‘The announcement by President Cyril Ramaphosa of a drastic lockdown in SA 21 days to combat Covid-19 for comes at the right time and is based on the successful experience of other countries in this regard.” This is according to Professor Raymond Parsons, economist at NWU Business School.
“It is an timeous, data-driven and proportionate response by government and this step must be seen in tandem with a range of key economic measures designed to soften the impact on SMMES and other vulnerable groups in SA’s society.
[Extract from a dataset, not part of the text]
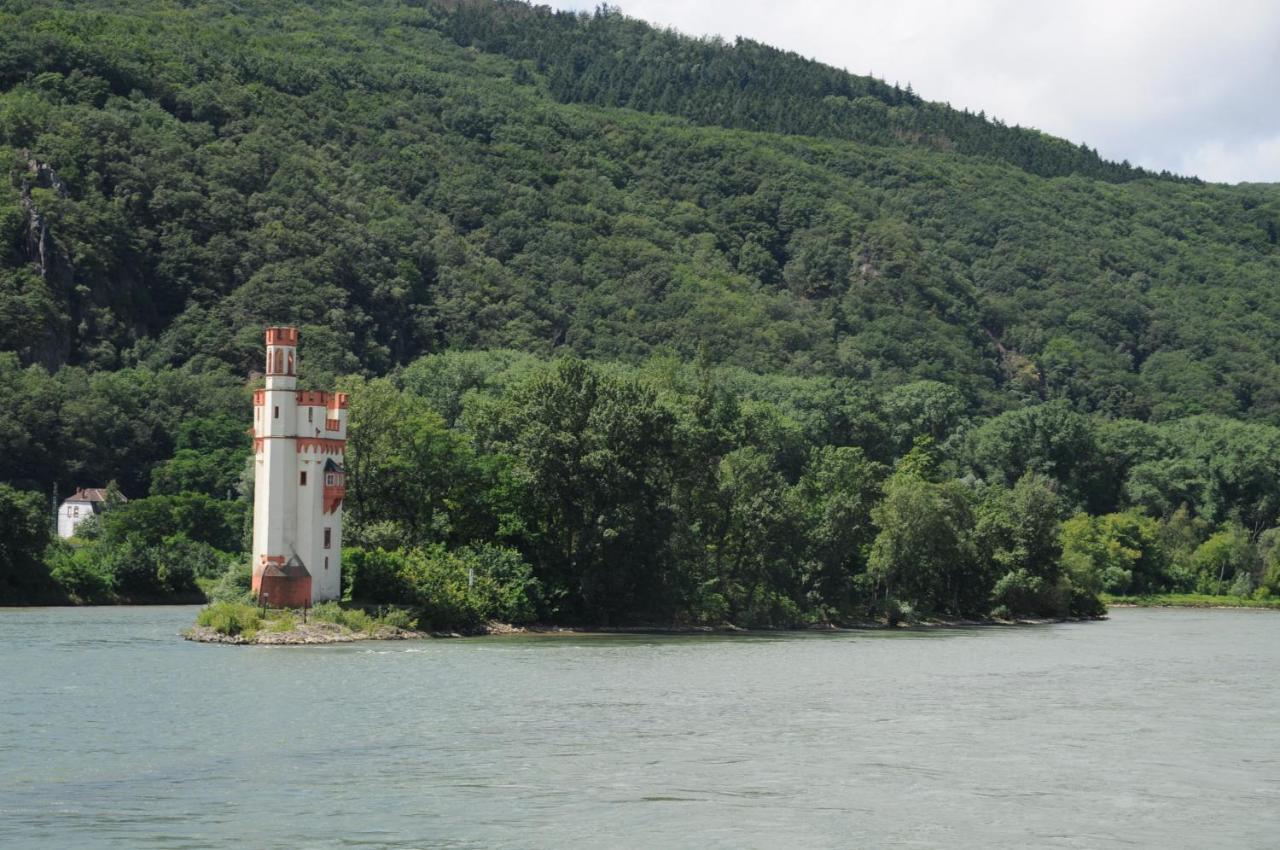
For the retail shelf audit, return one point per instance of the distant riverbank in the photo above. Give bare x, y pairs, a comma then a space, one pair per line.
1189, 601
329, 624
It is therefore essential that these economic safety nets for groups at market risk be rolled out as soon as possible before their situations deteriorate beyond repair.”
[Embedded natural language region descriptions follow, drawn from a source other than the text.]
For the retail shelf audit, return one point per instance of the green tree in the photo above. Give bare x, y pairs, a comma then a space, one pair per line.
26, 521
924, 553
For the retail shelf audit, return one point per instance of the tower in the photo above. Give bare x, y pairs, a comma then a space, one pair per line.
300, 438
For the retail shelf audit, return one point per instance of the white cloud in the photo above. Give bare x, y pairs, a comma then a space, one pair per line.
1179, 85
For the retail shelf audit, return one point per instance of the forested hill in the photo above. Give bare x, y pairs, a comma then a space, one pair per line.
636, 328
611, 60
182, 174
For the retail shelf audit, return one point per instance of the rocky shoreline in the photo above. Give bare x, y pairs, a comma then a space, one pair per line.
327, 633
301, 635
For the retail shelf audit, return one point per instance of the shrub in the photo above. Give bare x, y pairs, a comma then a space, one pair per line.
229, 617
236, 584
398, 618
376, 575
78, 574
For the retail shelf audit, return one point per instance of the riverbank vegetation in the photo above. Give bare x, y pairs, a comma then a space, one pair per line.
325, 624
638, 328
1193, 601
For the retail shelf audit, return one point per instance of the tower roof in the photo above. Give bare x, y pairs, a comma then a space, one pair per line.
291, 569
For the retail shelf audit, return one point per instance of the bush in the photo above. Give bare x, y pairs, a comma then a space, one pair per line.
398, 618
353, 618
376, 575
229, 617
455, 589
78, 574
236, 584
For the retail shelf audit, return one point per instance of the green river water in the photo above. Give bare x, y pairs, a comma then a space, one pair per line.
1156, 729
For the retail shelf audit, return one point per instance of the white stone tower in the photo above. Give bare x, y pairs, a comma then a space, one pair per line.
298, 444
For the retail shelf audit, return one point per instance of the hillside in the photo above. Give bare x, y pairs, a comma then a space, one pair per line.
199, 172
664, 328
Professor Parsons adds that it is imperative for all stakeholders to cooperate with the new regulations to maximize their success.
“No government other than the most repressive will believe it can keep the country on lockdown for months – and then the economic effects, despite the exemptions, become devastating.
“The bulk of the impact of Covida-19 on the economy will in any case be felt in 2Q 2020 and beyond, and South Africa is now likely to go see a significantly a negative growth rate for the year as a whole. So both macro and micro assistance measures are needed to support the SA economy
“It therefore suggests that Moody’s should now consider postponing any decision it may be contemplating to downgrade SA’s investments rating on March 27.”
Professor Parsons says there has been growing evidence that – given that Moody’s recently reduced its outlook for SA from stable to negative, its scepticism about the impact of the latest Budget, and cutting its SA 2020 growth forecast to 0.4% – the omens have not been good on what Moody’s might decide.
“The fact that the expected Moody’s decision may already be thought have been priced in to some extent in by the markets does not mean that SA would not benefit from a Moody’s breathing space. Why?
“It will be recalled that, in the event of Moody’s joining Standard & Poor and Fitch rating agencies in also downgrading SA to sub-level investment, it would trigger putting the economy into universal junk status, with various unwelcome economic consequences SA should rather avert. First prize would still be for SA to retain a general positive investment rating to facilitate access to certain future foreign loans and to enjoy lower borrowing costs. A negative decision by Moody’s would therefore come at a time when the SA economy is grappling with serious external and internal headwinds and does not need additional bad news if these are not absolutely necessary right now.”
Professor Parsons adds that the reasons for Moody’s to consider pressing the ‘pause’ button at this particular stage on any possible decision to cut SA’s investment rating now flow entirely from the recent dramatic impact of Covid-19 globally and on the SA economy:
“In the light of the above, Moody’s may well have already decided that, while leaving South Africa’s outlook on ‘negative’, it will postpone its decision on the investment rating on SA until the exogenous Covid-19 impact is clearer. The Sword of Damocles will still be there.
“But if Moody’s was to decide to nonetheless downgrade SA on March 27 it is hard to see how such a message will at this juncture help the country to meet the criteria for turning the SA economy around set by Moody’s itself. Their decision in current highly abnormal circumstances cannot be based on technicalities but on good judgement.”